DirecTV, formerly known as Hughes Electronics, has agreed to pay $5M to settle violations of the Arms Export Control Act, according to The Washington Post:
DirecTV's subsidiary Hughes Network Systems Inc. sold equipment that
can be used for voice and data transmission systems to China, India,
South Korea, Turkey and South Africa, according to a settlement with
the State Department. The company modified the equipment and provided
services related to the sales without State Department approval in
violation of export control rules. The activities also violated a 2003
settlement that followed a State Department investigation in which
DirecTV, then known as Hughes Electronics Corp., and Boeing Co. agreed
to pay $32 million for illegally transferring sensitive U.S. space
technology to China during the 1990s.
The latest violations, which occurred between 1993
and 2003, "provided the foreign recipients with a new capability to
enhance secure satellite communications," according to the State
Department. Chicago-based Boeing was not named in the latest violations.

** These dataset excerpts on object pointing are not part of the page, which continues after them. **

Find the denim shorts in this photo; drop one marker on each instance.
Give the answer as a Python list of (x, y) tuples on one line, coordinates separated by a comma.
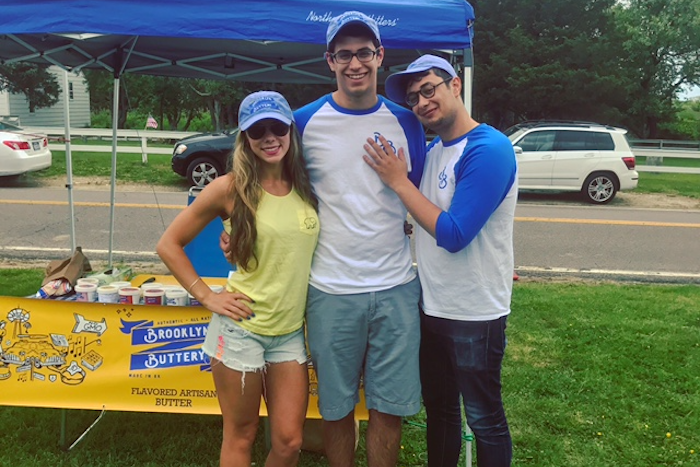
[(246, 351), (374, 336)]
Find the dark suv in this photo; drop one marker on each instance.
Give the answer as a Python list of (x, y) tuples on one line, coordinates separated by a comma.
[(202, 158)]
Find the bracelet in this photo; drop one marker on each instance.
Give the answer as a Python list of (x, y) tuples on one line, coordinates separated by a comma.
[(189, 289)]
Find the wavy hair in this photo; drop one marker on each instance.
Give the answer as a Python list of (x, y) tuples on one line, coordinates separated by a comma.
[(246, 192)]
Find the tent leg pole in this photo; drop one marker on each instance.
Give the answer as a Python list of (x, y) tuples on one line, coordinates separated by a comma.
[(62, 439), (69, 158), (115, 122)]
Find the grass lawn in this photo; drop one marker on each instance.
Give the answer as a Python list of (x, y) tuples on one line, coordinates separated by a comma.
[(130, 169), (595, 375)]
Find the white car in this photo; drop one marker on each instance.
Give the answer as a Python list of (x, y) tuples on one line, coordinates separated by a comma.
[(22, 152), (574, 156)]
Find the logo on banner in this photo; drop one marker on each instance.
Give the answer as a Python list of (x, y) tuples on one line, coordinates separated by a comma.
[(171, 346), (48, 356), (326, 17)]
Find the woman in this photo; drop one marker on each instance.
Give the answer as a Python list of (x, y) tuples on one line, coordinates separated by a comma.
[(256, 335)]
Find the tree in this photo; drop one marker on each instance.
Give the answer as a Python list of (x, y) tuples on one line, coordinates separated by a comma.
[(34, 81), (660, 45), (537, 59)]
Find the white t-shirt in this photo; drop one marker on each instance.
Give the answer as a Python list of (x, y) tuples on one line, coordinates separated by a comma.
[(362, 246)]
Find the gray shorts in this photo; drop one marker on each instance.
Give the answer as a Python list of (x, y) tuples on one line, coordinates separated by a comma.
[(246, 351), (373, 335)]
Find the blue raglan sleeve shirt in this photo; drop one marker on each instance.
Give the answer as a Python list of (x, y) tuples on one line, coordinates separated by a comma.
[(484, 175)]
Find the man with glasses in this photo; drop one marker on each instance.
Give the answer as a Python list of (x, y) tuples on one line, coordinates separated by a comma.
[(464, 247), (362, 310)]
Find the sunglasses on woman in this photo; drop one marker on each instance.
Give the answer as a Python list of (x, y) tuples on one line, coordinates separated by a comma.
[(259, 130)]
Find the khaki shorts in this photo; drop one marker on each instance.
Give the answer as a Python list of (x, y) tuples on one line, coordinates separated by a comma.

Under the latest settlement, which was finalized late
last month, the department will not grant the company licenses to sell
defense equipment overseas until May 14. The State Department charged
the firm with 56 violations of export control and arms control
regulations.
Hughes, along with Loral Communications, was a key player in one of the more famous export control sagas of the 90s, involving the transfer of space technology to China. This time, the sort of violations sound similar except it's encryption and telecommunications technology at issue rather than rockets and satellites.
For corporate export compliance managers there was a very useful byproduct of the last Hughes case -- Nunn Wolfowitz. To the uninitiated this may sound like the name of the new Mel Brooks musical, but in actuality I refer to the the Nunn Wolfowitz Task Force Report (pdf), a helpful summary of best practices in export controls.